Two doctoral students from the PhD Programme in Political and Social Science has received the Doctoral School PhD Special Award

The Steering Committee of the Doctoral School of UPF has accepted the proposal by the Academic Committee of the PhD Programme in Political and Social Sciences to grant the awards to the following candidates
 
 
 
16.09.2019

 

Lydia Repke, for her thesis entitled Multiple Cultural Identifications, Personality, and Social Networks“,  supervised by Verònica Benet-Martínez from the Research and Expertise Centre for Survey Methodology explores the acculturating processes of individuals socialized in more than one culture, and how these individuals’ personality traits and cultural identifications relate to the content and structure of their habitual personal social networks. A major contribution of the thesis is that it creatively combines cultural and social-personality psychology with social network approaches, effectively blending micro- and meso-level research traditions and thereby opening up new lines of research in the fields of acculturation and migration studies. One of the main findings is that being well-adjusted to the host society and having well-integrated networks does not mean to have many host contacts but rather to have individuals from the host society and individuals of the same ethnocultural background in ones’ network who also know each other. This thesis, thus, does not only contribute to acculturation research but has the potential to impact public policies relating to immigration and diversity management.  

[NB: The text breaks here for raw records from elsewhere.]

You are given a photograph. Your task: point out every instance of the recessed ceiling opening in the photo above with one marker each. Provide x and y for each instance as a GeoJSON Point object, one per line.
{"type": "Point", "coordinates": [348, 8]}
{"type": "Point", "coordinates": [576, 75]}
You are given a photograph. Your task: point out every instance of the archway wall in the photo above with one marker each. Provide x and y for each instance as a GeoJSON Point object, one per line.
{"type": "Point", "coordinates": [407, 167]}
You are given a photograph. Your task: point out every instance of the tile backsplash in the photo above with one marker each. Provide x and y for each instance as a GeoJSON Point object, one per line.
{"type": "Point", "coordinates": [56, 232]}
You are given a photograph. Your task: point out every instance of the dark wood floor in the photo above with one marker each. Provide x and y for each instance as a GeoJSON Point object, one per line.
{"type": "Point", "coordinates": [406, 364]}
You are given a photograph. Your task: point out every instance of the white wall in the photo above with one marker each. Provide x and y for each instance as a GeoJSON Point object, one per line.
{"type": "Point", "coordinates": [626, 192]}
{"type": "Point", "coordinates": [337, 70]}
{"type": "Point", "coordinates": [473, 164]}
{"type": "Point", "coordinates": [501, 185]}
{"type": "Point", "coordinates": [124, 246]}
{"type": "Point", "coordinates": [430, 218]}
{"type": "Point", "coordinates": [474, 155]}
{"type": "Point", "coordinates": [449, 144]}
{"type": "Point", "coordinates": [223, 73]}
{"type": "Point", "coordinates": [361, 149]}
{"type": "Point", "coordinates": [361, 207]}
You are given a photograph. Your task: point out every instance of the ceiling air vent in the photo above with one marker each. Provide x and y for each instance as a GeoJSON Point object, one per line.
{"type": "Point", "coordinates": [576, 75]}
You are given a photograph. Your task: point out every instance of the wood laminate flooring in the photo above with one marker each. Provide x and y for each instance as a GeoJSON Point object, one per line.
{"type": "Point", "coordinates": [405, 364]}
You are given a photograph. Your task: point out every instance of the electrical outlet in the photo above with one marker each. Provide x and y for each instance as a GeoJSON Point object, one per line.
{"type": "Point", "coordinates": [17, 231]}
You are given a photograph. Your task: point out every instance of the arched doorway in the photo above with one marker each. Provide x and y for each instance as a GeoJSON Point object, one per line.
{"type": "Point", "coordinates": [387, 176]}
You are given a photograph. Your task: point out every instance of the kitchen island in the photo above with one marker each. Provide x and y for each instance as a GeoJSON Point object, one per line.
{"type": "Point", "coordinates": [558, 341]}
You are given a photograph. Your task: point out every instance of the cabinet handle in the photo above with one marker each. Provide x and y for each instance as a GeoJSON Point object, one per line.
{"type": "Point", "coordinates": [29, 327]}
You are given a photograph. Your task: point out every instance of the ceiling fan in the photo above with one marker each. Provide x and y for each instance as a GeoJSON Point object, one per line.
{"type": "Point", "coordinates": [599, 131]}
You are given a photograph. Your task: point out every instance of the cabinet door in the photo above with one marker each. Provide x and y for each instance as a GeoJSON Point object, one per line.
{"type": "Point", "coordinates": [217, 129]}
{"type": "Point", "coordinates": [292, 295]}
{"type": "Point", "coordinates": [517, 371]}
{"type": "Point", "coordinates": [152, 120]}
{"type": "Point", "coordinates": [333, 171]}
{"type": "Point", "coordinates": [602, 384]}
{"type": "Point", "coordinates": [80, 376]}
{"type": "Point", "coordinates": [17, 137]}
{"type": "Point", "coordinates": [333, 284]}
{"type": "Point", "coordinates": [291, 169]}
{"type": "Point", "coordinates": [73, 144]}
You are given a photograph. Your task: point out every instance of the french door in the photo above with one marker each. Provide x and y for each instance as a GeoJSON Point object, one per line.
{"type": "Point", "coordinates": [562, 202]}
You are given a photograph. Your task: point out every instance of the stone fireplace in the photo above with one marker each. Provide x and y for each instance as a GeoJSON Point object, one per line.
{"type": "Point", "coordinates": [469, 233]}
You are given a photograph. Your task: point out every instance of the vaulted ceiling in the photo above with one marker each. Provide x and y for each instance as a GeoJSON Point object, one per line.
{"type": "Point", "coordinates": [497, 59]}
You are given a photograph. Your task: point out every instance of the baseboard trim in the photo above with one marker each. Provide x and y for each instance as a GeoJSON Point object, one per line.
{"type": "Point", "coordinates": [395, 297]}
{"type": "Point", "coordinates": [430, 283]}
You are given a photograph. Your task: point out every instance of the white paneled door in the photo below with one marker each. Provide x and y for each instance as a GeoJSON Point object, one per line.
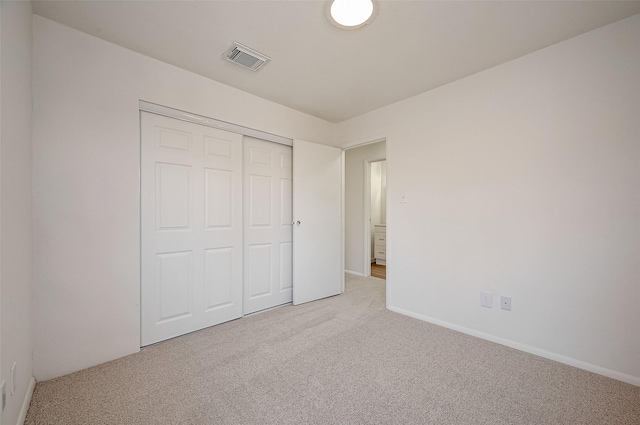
{"type": "Point", "coordinates": [267, 224]}
{"type": "Point", "coordinates": [191, 227]}
{"type": "Point", "coordinates": [317, 211]}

Léa Pessin, for her thesis entitled Changing Gendered Expectations and Diverging Divorce Trends - Three Papers on Gender  Norms and Partnership Dynamics supervised by Gösta Esping Anderesen which examined how gender norms and work-family arrangements affect partnership formation and instability over the past five decades in the United States. Using a combination of longitudinal data from the Panel Study of Income Dynamics and attitudinal data from the General Social Surveys, I focused on the tension between women’s empowerment in the labor market and persistent traditional gender norms at home to explain long-run trends in marital instability. I derived two main conclusions that motivate my current and future research. First, work-family conflict and changing demographic trends are intimately intertwined. Low fertility and marital instability are concentrated in contexts where women’s roles as workers and mothers remain highly incompatible. Conversely, family instability and fertility decline have stalled in the most gender egalitarian contexts. Second, my dissertation shows that the outcomes of the gender revolution in the U.S. have been particularly uneven across social classes. I argue that in a context of rising income inequality and limited institutional support for families, the positive outcomes of the gender revolution, such as egalitarian gender responsibilities and stable partnerships, are unlikely to be accessible to less advantaged Americans.